Les pays membres de l’AIE disposent collectivement de 1,8 milliard de barils de pétrole et de produits raffinés en réserve, mobilisables en cas de perturbation majeure des marchés mondiaux.
Des prix déjà très volatils
Depuis l’escalade du conflit, les prix du pétrole ont fortement fluctué, passant d’environ 73 USD le baril avant la guerre à près de 116 USD au plus fort de la panique sur l’offre. Après l’annonce de la libération des réserves stratégiques, les cours sont redescendus autour de 90 USD le baril. Parallèlement, le président américain Donald Trump a tenté de rassurer les marchés en évoquant la possible fin prochaine du conflit.

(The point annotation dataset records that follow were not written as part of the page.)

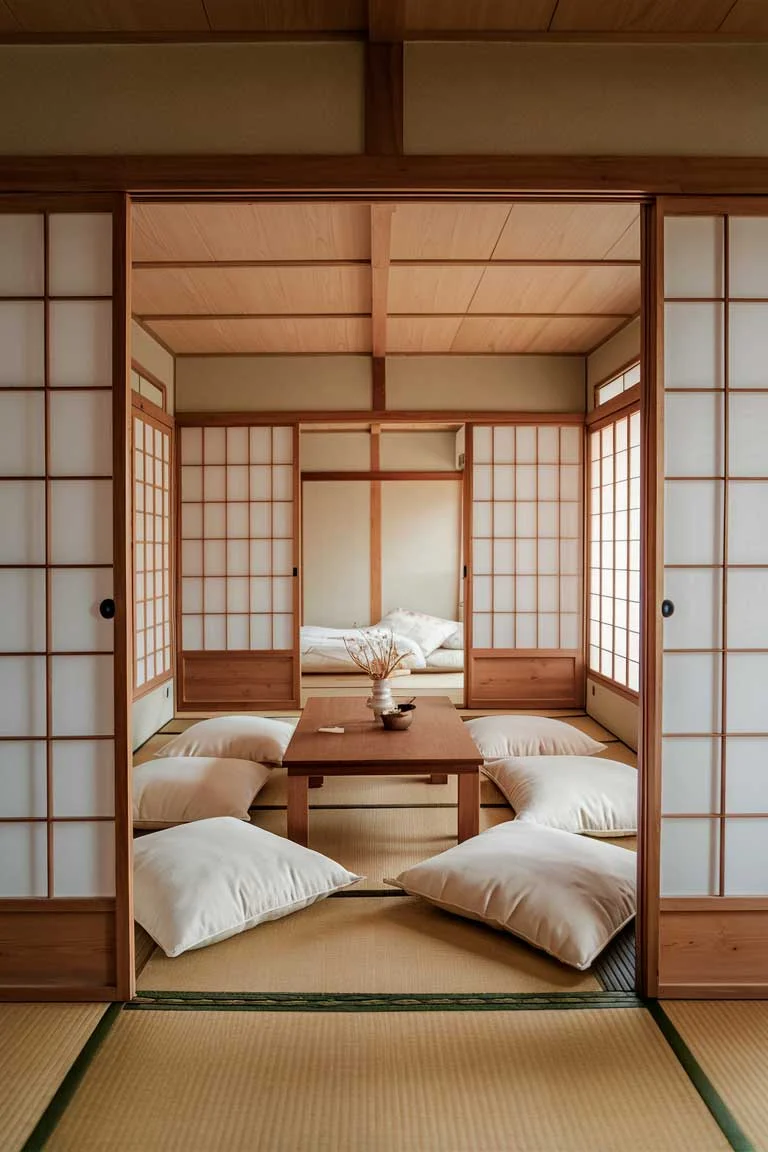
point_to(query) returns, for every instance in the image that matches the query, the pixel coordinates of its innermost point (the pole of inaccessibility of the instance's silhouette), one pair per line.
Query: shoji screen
(65, 912)
(714, 838)
(525, 537)
(238, 507)
(152, 571)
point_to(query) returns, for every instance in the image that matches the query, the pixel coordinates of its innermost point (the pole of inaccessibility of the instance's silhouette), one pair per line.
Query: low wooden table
(436, 743)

Une mesure déjà intégrée par les marchés
Selon les analystes, la nouvelle de la libération des réserves est déjà reflétée dans les cours actuels. Depuis les premières rumeurs de cette opération, les prix ont chuté de près de 22 % par rapport à leur sommet. Historiquement, les libérations coordonnées de l’AIE entraînent des baisses à court terme comprises entre 7 et 20 %. Une fois cette correction effectuée, un rebond des prix pourrait même se produire si le détroit d’Ormuz reste fermé.

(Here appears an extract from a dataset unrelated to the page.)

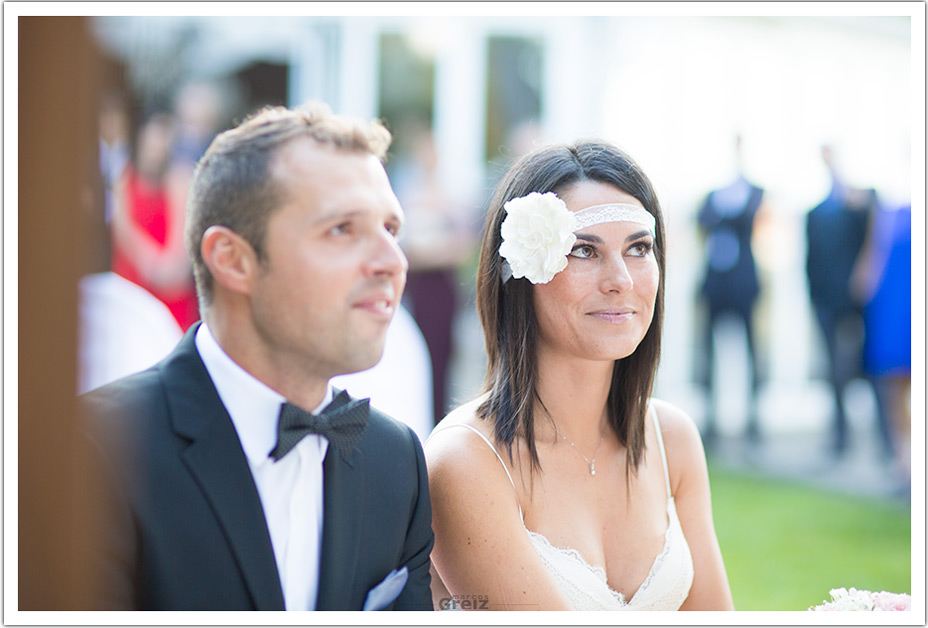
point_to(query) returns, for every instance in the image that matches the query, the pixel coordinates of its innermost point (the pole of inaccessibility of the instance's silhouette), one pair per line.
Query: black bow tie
(342, 422)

Une solution partielle face à un déficit majeur
Malgré l’ampleur de la mesure, cette libération représente moins de la moitié du déficit d’approvisionnement actuel. Sur une période de 2 à 3 mois, le pétrole libéré serait injecté sur le marché à un rythme de 4,4 à 6,7 millions de barils par jour, alors que les pertes potentielles dues au conflit pourraient dépasser 10 à 15 millions de barils par jour. Si la fermeture du détroit persiste, les réserves stratégiques pourraient s’épuiser progressivement, entraînant à terme une nouvelle pression à la hausse sur les prix du pétrole une fois la libération terminée.